If you ask for three things, generally, their brains will think, "I've got to enumerate three things" and they may give you one thing. Whether that actually works, - I don't have science is to to back it up. The last thing in here is updates and other things. That's much like in the first section, just something to capture other things that are not related to these first four questions. So there is one more thing.

There is one more thing that I put into the template which are action items. Going through all of these things we talked about here, you will probably have come up with some things that you decide you need to do going forward, like maybe you need to go back to a certain ... write down a career-development plan. Put a check box. Make sure they got done, so you've got a lot of things to prove these things get done, and you just have all the documentation, you haven't reminded to do things, everything should be taken care of.

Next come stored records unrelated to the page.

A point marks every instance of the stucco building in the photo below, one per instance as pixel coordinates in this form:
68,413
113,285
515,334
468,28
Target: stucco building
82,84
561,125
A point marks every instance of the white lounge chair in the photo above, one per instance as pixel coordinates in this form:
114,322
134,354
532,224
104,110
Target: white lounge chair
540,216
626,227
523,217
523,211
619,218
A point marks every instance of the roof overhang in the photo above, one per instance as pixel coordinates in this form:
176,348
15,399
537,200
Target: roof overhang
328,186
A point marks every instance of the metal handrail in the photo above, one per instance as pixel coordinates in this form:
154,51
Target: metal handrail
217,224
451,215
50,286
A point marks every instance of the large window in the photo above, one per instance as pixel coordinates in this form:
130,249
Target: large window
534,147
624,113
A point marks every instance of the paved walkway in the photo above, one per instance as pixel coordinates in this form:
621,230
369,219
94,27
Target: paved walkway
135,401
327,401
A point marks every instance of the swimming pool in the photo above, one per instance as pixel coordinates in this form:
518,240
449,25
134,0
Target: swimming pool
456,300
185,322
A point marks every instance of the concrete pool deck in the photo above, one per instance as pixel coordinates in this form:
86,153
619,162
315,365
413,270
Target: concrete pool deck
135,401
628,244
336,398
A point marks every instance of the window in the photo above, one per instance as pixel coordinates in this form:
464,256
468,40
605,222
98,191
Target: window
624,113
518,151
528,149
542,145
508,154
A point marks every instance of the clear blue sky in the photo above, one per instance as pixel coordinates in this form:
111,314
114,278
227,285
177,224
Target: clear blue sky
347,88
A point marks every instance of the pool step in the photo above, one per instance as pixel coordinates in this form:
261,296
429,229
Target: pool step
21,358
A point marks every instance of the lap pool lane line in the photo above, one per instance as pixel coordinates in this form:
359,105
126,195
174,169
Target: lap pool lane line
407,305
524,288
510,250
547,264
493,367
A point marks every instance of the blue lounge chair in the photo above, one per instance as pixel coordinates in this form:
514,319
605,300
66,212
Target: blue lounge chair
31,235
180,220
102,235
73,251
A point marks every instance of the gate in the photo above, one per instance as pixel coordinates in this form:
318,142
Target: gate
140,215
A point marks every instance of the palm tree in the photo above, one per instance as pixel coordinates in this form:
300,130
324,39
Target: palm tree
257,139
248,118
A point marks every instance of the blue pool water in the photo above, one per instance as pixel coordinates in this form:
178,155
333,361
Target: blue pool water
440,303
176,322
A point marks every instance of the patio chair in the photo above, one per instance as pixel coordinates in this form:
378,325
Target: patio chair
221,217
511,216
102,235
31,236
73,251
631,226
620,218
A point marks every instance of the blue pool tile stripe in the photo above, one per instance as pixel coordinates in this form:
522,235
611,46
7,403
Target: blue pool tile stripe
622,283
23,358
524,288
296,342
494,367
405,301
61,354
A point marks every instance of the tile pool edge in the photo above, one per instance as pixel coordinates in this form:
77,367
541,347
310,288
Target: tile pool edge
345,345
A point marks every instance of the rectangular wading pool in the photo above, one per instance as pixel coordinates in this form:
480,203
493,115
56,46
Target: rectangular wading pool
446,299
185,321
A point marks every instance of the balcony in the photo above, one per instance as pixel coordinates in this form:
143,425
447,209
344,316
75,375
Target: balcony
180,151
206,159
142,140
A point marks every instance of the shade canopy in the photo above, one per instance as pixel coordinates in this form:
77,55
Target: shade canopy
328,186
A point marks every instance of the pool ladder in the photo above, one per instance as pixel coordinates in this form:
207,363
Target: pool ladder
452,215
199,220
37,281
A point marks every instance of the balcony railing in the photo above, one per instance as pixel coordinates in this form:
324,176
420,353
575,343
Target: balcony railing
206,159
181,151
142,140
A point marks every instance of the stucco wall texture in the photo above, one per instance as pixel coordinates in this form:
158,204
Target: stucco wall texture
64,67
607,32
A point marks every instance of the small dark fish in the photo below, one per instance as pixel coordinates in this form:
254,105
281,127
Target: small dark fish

Right. Now, one pro tip, and I've mentioned this before. Put this all into one document, all of the one-on-ones should be in one document so that you have easy access to them, searchable, and once a performance review comes around, you can scroll through all of them, look at what went well, look at your accomplishments, and it will be a lot, maybe look at what your manager said about good things that you've done, and you can write about all of that in your performance review, it will become a lot easier to write those. For a lot of people, those are hard things to write, especially the first few times that you're writing them, this will make it easier.

Okay. I hope what I've told you just now will help you use the one-on-ones as the support tool they are meant to be and make your one-on-ones more effective from the get-go. I think that leaves us time for questions.